Granted, not every one of my co-workers is a dude. A few of my co-workers are Indian or Chinese women, and they’re actually much nicer to me than the dudes. However, they do have their little cliques, and they often speak their native language in their cliques. I don’t speak Hindi or Mandarin, so I’m kind of screwed. I also don’t always have a lot in common with these women, although I really admire a lot of them. Many of them are working mothers, and understandably, they want to talk about their children. I don’t think there’s anything wrong with that, but I don’t have children, and I don’t really want to spend my entire lunch hour hearing about your infant’s bowel movements. Yes, I do want to hear that your kid won a spelling bee, took a first step, or scored a goal in her soccer game because that’s cool stuff. However, I don’t need to talk you to about it for an hour. I can get a good download on that stuff in 2 minutes.

So, where does this leave me? It usually leaves me in a job that I excel at and possibly find intellectually rewarding, but with very little connection to other human beings. Although I’m an introvert, I do need a little social love from time to time. Experiencing this social dilemma in every engineering job I’ve ever had is one of the things that drove me into marking (oft referred to as 'the dark side' by engineers). It certainly wasn’t the only (or primary) factor in that decision because if I had loved any of my jobs, I probably would have tolerated being treated like a leper.

1 comment:

  1. My social-scientist answer is that the hunters are upset that they are being upstaged by the gatherer.

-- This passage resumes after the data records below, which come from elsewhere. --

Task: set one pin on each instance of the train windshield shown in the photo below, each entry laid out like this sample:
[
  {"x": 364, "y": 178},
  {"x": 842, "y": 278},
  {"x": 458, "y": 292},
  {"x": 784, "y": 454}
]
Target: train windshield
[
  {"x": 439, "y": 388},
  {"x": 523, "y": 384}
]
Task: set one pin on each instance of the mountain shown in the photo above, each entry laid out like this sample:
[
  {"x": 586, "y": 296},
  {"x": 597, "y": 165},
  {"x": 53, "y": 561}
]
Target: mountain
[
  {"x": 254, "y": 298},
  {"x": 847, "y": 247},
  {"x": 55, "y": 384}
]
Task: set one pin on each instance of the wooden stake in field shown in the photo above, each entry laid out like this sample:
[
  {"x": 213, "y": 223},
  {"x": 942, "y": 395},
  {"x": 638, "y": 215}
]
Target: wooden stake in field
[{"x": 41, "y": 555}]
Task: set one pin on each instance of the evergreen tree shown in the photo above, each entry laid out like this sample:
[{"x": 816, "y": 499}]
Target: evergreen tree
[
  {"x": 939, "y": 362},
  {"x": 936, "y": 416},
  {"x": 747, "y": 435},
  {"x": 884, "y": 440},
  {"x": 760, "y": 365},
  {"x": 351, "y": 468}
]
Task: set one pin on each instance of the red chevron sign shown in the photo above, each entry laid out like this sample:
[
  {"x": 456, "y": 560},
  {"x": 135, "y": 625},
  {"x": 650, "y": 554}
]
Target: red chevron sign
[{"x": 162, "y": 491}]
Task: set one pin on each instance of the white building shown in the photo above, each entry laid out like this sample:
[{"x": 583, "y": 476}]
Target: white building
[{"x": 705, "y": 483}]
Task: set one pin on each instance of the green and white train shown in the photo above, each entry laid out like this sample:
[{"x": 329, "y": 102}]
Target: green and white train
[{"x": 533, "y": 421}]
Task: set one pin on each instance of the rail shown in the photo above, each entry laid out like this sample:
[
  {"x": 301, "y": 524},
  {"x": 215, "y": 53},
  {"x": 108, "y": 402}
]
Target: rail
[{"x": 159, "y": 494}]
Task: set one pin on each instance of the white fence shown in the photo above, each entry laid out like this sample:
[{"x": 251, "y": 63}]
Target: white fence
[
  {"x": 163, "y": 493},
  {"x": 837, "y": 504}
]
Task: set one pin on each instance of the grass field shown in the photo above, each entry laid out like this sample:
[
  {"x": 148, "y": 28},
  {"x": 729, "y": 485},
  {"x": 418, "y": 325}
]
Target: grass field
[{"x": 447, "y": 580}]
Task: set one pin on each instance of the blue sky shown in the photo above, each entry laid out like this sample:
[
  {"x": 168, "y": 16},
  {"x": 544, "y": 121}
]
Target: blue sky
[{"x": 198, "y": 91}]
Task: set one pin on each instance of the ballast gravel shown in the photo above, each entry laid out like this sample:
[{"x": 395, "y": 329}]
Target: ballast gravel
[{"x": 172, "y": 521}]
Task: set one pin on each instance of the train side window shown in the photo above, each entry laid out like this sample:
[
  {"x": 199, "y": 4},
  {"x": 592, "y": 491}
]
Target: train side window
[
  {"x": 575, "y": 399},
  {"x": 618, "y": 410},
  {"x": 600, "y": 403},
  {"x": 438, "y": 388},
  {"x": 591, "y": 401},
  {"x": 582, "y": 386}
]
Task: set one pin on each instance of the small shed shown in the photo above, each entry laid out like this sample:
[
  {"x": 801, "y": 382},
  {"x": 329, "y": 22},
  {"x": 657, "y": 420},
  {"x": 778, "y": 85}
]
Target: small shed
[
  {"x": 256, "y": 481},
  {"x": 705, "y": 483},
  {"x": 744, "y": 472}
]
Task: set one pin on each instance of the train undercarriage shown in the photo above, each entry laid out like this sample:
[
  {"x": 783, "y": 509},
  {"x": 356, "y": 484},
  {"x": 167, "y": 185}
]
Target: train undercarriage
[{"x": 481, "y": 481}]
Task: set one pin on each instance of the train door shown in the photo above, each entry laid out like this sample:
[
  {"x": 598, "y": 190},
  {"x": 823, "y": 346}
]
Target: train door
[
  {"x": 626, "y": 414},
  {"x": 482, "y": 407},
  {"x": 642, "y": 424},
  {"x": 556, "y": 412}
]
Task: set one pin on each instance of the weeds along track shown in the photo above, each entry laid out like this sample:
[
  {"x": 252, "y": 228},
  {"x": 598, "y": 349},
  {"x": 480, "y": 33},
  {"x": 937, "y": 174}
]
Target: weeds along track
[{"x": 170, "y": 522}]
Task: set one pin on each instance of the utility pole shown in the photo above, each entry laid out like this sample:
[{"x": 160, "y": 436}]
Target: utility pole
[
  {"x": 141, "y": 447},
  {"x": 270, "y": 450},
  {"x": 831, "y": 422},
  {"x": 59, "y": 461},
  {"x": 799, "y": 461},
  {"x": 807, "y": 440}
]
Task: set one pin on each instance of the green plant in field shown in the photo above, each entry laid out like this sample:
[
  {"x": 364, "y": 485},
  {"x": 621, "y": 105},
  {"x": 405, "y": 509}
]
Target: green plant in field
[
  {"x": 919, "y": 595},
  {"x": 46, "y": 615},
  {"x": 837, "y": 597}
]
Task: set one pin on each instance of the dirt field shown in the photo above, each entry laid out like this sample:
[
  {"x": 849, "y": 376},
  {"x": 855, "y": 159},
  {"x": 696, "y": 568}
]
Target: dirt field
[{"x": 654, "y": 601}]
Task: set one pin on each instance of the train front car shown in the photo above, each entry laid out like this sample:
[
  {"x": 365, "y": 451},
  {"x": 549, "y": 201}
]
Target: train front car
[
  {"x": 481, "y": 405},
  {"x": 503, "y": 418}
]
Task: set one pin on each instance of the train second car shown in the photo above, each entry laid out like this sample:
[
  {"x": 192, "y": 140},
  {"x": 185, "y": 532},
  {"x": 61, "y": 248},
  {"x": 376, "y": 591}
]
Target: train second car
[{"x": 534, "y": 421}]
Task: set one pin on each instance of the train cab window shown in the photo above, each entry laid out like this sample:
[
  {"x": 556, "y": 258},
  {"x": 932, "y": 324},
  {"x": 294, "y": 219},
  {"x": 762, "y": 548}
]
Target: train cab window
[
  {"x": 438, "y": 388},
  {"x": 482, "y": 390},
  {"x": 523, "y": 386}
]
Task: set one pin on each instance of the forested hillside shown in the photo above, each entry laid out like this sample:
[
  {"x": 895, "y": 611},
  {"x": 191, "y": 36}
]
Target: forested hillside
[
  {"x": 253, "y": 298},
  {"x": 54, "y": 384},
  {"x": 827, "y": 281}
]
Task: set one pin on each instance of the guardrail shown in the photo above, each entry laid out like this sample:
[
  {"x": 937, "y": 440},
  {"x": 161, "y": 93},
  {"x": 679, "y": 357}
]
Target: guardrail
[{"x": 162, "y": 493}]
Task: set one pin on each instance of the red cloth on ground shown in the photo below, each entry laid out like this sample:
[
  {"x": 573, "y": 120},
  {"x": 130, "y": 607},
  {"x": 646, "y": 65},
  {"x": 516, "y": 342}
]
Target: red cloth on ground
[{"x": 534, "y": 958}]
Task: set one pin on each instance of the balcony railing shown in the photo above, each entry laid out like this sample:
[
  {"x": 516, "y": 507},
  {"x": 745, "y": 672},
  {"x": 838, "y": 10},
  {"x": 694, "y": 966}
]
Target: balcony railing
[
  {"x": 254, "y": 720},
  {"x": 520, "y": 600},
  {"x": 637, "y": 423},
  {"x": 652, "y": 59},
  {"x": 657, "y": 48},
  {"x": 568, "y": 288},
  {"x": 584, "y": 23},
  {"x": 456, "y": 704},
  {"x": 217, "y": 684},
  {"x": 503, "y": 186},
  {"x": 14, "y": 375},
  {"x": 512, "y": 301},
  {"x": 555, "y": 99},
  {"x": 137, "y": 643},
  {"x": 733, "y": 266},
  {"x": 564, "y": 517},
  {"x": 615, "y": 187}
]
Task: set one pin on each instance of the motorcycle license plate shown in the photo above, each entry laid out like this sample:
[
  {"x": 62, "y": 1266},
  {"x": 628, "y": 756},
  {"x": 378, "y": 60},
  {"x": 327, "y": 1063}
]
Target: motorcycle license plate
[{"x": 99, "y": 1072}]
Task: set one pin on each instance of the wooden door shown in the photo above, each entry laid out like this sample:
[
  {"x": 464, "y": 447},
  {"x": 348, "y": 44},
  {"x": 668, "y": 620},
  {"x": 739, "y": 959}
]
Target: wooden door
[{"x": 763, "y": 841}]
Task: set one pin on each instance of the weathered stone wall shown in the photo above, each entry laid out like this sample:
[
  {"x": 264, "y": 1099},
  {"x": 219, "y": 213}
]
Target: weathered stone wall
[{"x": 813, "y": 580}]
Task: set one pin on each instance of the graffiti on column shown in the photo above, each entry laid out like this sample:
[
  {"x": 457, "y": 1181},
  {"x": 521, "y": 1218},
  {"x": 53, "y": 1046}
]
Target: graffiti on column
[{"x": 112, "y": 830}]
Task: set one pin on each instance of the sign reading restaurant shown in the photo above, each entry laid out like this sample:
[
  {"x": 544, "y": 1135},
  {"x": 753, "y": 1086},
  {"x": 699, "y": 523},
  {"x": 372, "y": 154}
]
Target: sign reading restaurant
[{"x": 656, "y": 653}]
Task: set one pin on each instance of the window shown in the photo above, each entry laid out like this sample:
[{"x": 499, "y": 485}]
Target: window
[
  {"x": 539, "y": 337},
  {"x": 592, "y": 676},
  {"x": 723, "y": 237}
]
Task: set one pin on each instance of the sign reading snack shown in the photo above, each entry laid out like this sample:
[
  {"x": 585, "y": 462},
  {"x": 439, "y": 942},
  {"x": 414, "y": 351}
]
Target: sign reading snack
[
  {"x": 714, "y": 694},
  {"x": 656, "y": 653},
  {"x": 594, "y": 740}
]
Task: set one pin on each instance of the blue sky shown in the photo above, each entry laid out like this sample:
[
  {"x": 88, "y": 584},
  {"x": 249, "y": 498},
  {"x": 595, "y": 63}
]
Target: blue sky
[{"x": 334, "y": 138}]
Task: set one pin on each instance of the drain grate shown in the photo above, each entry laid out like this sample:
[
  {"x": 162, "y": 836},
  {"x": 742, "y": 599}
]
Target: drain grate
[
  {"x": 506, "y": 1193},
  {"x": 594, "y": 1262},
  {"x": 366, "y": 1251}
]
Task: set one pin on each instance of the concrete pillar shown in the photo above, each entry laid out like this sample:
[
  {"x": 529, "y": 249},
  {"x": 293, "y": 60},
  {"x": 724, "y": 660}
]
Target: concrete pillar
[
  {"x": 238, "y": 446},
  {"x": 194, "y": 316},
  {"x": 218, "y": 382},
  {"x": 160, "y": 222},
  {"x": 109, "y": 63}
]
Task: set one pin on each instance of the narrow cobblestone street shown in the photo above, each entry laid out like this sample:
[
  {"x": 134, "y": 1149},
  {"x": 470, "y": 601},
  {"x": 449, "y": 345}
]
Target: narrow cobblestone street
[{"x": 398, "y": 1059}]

    Who would've thought that being very attractive, funny, brilliant, and a truckload of quirky interests that guys would die to find a girl with would contrast so harshly with an ivy league education and a strong work ethic.

    They look at you and they see social chair, sorority, connections, etc. I hate to sound like an asshole, but I had no idea how smart you were until about a year into knowing you. I hope you give me a break in that we didn't really know each other that well until I was like 19 :)

    These guys are going to resent you forever because you have everything. It'd be similar if you were an attractive dude except that in place of overt sexism it would be a toss-up between them making you the pariah out of envy or trying to elevate you to their new Alpha male so they could live vicariously through you.

    The general discontent is that you are a nuclear attack against their identity. They weren't handsome and social, so they had to be smart. You get all three and it pisses them off. I've looked a lot at what the identities of many of my friends revolves around lately, and it seems like everyone is driving themselves further into whatever clique they can elevate themselves as. Ciliac weirdos, Crossfit fanatics, Political activism, etc. I tend to know a little bit about everything without being an expert in an attempt to remain socially pliable (and because I'm not a fanatic) and it usually ends with about 30 minutes of being one-upped before I bail on the conversation.

    Sorry, I shouldn't be blogging on your blog :) Your office isn't that far from mine, I would totally enjoy doing a regular lunch date and we can talk about the de-evolution of society.